Artist's Statement 2004

In the quietness of painting discoveries are made.  The engaged eye and the motivated hand find that certain things just fit together.  The eye notices that particular parts enhance other parts.  The hand pushes shapes to form groups.  Groups become taught synergies.  When this tightness begins to vibrate I stop.  

When the engaged eye looks at nature the imagination is released.  The eye has something to get lost in, something to find a way through.  When motivated by the hand the act of looking becomes imaginative.  This imaginative gaze leads to a silent understanding.  The feel of this activity becomes a need. 

That is how painting is for me.

            What do I find myself looking at?  For nearly a decade it has been the spaces I live in.  At this point these spaces have attained a kind of mythic quality for me.  They have become the locus of my imagination.  I originally painted memories of the house I grew up in.  In representing its large fire lit rooms I recreated my original world.  These paintings were like the caveman’s hand painted on the walls of Lascaux.  Every mark said, “I am here, my consciousness, my world, my life, matters.”  And, by analogy, so does the viewer’s.   My paintings became a statement against nihilism.
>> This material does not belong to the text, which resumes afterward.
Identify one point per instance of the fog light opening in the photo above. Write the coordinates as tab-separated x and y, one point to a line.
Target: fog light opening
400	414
            My current sunlit paintings offer a place for spirits to rest and the mind to soar.  Sunlight streams in, objects glow in its glory or nestle in its shadows.  One can sit in a comfortable chair, pet a cat, feel the warmth of sunlight, and let the mind's eye get lost in trees and clouds.  A landscape enters through windows.  The already stretched space then becomes infinite.  Safe, limited space becomes heavenly.